Overwhelmingly, healthcare delivery executives acknowledge that population health is the way forward. Unfortunately, far too many of our organizations have been idling in a bad place, both operationally and financially, for far too long. In addition, the longstanding fear of financial loss continues to make their ability to conceptualize and pivot to an entirely new patient-centric model out of reach. Until that changes, we can expect hospitals to continue to find clever ways to game the system in order to keep the procedures churning and the money coming in the door.
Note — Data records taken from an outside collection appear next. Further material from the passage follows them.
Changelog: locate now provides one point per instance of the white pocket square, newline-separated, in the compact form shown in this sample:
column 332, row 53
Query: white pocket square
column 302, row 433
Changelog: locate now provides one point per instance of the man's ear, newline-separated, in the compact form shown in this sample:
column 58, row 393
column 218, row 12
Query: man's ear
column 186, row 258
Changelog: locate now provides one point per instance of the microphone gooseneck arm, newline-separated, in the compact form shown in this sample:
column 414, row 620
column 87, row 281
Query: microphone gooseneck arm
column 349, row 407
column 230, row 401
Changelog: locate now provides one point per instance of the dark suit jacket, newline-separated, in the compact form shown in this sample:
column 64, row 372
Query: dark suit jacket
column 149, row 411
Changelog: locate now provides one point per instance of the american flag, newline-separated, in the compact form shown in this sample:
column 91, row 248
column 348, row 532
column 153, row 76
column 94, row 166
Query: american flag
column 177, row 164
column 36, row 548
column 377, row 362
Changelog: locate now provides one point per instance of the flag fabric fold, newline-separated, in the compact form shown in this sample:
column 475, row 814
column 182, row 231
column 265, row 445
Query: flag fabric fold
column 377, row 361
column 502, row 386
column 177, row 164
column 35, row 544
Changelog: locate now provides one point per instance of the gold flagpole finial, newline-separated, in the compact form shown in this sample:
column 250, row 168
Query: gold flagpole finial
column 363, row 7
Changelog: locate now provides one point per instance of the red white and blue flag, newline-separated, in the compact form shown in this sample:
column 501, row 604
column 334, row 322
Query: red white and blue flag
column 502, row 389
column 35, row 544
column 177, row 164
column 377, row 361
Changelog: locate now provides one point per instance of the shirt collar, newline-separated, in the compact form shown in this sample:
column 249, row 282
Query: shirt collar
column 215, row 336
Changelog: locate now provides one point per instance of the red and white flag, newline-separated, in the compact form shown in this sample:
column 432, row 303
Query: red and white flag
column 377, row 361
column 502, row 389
The American Hospital Association (AHA), which has been fighting the Centers for Medicare and Medicaid (CMS) Services’ attempts at system reform for years, sent a letter earlier this year to the Department of Health and Human Services (HHS) Secretary to urge continuation of some PHE policies that will sunset when the Covid emergency expires next month. While their concerns are valid, the title of the letter was (ironically): “Creating a Glide Path from Public Health Emergency to a More Effective, Equitable, Patient-focused and Stable Health Care System.” While that sounds good on paper, it ignores the fact that the current FFS system is in large part what led to much of the human and financial toll that the pandemic exacted on the entire healthcare delivery ecosystem. When the system finally buckled under its own weaknesses, it was unsurprising to those who had been paying attention – but few heeded the warning signs, and they will all be left picking up the pieces for years to come.

The pathway to population health continues to be a much more arduous journey than it needs to be, but for that pivot to start happening, and at scale, delivery organizations, and especially nonprofits, have to start by getting back to the roots of their intended mission. But right now, what we are watching is a trajectory that is wildly off course. “Houston, we have a problem.”